SJ: The actual seed was thinking about a pebble, photograph or camera that originates in the Gobi desert but ends up on a windowsill in South London. Objects in stories are magical – by which I mean they are there for a reason, to enact a particular spell whether it is atmosphere, action, memory, meaning – and most objects have stories. I wanted to get as close as possible to capturing the journey that something as simple as a leather bible or a letter can make across time and geographical distance.
PJ: And, of course, your own travels with the ‘day job’ must have been important?
SJ: Yes. Up until a couple of years ago I travelled heavily for my job in the literature department of the British Council, sometimes three or four different countries a month. During this time I began reading women travel writers, particularly from the 20s and 30s. I was interested in the fact that they could reach places that are unavailable to us today, Afghanistan, Iraq, Iran and so on. Through this reading I came across a wealth of material about missionaries. I wanted to find a way of connecting my own experience of contemporary travel – the sense of dislocation, loneliness and un-realness when returning home – with the missionary narratives from the 1920s but it took me a long time to work out how.
PJ: Tell us more about the historical section – I believe there was a real Eva who became a model for your own Eva.
SJ: I came across books by Mildred Cable and Francesca French. They were missionaries who travelled across the Gobi desert and China over fifty times across forty years, along with Francesca’s sister, Evangeline. I found them intriguing and read everything about them I could find.
PJ: How much time did you spend on research before the story began to emerge?
SJ: At first, I thought about doing a PhD, focusing on the female missionary experience. I accessed wonderful archives at SOAS and the British Library. As I read diaries, letters and accounts of a wider range of missionaries I noticed similar themes reoccurring: young women applying to missions after a personal crisis such as the death of a parent or loss of a loved one, much talk of yearning for freedom, travel and escape. I was looking at the inter-war period so of course the men were all recently killed in WW1 and yet at the same time the ‘Marriage Plot’ was very much alive. Women were supposed to find husbands but there were none to be had, consequently there was a surge in applications to the missions. I began to wonder: was the main motivation always entirely religious? Could it be more to do with the opportunity to live a radical, different, other sort of life? Sexuality was a common theme, as was the inevitable intensity of relationships between the women posted overseas who lived in what was known as ‘Ladies Houses’, entirely men free zones. It occurred to me that they were leading quite revolutionary lives. The more I read the more I wanted to fill in the gaps and I kept coming back to Evangeline, the sister who didn’t contribute to the books, the missing voice, as it were. I was asking so many questions, my mind coming up with more and more inventions of its own it was clear that fiction would be a more appropriate means for me to investigate these amazing and inspiring narratives. There was a lot of research before the writing began, but similarly I began weaving the story together in my head alongside the research and even right up to the final edits I was cross-referencing and checking things so the two things – writing and research – for me are very integrated.

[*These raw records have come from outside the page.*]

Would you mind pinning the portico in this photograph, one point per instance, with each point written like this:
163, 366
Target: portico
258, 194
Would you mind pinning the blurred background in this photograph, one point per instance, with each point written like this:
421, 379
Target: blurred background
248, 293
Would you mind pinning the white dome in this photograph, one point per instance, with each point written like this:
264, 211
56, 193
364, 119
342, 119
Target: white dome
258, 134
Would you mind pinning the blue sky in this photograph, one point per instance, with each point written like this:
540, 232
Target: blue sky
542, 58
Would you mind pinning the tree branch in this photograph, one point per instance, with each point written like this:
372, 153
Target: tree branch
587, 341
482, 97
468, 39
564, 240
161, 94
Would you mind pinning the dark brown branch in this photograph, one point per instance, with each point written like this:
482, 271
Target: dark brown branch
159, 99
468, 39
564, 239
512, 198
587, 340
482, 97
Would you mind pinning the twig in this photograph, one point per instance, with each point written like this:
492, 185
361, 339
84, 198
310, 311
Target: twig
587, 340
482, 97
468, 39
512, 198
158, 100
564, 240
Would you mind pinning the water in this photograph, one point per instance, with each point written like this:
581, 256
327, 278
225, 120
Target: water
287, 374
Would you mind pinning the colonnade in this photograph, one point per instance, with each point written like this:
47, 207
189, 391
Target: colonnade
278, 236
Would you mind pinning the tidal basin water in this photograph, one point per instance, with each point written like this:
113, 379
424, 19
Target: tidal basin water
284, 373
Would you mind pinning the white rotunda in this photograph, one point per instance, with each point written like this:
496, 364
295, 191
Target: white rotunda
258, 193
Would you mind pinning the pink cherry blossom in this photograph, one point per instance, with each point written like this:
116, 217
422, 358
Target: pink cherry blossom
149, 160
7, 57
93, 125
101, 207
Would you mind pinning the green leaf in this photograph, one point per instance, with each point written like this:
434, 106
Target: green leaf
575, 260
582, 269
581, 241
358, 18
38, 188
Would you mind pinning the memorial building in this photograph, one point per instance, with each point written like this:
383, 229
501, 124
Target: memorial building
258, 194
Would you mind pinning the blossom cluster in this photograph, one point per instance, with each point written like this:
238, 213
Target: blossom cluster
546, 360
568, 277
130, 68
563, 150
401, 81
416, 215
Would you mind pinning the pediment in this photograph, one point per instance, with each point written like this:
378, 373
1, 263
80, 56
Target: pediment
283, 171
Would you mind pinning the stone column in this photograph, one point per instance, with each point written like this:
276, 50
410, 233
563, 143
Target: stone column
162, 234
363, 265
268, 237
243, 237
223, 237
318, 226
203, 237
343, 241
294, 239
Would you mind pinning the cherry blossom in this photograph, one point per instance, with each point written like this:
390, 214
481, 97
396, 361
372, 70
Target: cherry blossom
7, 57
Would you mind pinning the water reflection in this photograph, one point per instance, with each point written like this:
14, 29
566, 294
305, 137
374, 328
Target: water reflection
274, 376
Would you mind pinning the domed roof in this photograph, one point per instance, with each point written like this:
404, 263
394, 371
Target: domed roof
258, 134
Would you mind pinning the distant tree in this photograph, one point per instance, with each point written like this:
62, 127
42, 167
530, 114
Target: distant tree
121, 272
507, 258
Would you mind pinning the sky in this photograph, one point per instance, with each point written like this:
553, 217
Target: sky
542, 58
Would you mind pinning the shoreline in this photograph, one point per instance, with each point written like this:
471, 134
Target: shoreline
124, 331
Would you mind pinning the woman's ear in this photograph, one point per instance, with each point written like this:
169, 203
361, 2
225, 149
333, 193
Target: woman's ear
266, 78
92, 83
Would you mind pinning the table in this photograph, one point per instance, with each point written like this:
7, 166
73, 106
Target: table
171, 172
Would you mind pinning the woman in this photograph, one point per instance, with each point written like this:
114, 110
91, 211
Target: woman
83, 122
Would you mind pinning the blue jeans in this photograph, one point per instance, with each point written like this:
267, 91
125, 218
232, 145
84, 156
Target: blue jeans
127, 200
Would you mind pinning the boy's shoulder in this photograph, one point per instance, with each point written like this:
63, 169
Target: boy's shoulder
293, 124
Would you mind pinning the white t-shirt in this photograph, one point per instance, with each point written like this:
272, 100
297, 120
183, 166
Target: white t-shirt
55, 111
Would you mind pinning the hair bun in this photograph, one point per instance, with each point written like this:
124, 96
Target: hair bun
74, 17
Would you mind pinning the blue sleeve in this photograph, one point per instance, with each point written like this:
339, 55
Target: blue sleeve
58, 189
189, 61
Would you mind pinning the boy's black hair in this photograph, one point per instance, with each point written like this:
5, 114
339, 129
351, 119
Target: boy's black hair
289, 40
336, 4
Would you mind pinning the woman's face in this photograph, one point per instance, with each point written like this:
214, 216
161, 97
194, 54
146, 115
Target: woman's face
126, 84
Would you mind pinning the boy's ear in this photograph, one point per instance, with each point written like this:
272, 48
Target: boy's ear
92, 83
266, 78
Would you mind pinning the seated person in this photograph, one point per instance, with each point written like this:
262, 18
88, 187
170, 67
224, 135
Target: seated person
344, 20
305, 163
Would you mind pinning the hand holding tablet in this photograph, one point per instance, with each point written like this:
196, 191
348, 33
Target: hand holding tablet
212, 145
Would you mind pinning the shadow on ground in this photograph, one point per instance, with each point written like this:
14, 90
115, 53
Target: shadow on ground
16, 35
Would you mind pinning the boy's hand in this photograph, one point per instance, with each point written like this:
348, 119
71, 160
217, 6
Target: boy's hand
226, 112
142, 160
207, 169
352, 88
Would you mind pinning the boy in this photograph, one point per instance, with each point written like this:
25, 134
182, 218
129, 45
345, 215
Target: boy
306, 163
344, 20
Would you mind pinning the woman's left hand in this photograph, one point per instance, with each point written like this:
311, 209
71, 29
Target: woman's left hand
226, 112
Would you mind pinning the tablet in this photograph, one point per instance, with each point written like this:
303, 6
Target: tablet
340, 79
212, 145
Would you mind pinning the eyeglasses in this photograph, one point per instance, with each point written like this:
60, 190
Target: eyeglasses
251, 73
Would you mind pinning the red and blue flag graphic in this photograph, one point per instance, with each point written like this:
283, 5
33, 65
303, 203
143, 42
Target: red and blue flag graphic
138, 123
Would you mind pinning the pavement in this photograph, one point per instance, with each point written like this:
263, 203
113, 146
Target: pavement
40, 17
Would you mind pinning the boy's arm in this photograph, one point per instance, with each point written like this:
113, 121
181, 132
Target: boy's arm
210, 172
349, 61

PJ: Local details are quite specific – food, clothing, landscape – is this as much from your own travels as research?
SJ: Yes, this is from my own travels in China and the Middle East. In Kashgar an Uighur teahouse owner in the middle of the souq was kind enough to show me how the mutton kebabs were made. How they were dipped in huge ovens on metal spikes, how the ancient brick oven in the wall works, and why the men swirl tea in their cup and fling it on the floor before refilling and drinking (to sterilize the cups). Lots of details, endlessly fascinating.
PJ: So, you did go to Kashgar?
SJ: Yes, I received a grant from the Arts Council to go on a research trip. I had travelled a lot in the Middle East and felt I had an understanding of Muslim/Islamic cities in general but Kashgar was so different. It’s a Muslim Uighur city in the North West part of China, so it feels Central Asian, though there is Arabic text everywhere, the language sounds Turkish and the Han Chinese and Uighur styles and cultures clash. My trip unfortunately coincided with riots and a dramatic uprising in Urumqi the day before I landed. Kashgar was less violent but extremely tense. The Chinese authorities shut down all international communications (internet, phones etc) so I was stranded for a while. Eventually I was thrown out of Xinjiang Province as the authorities thought I was a journalist. To be fair, I was wandering around with a notebook bugging the men in cafes to explain their mutton-cooking techniques, so I don’t really blame them. It was pretty scary but it was very, very useful.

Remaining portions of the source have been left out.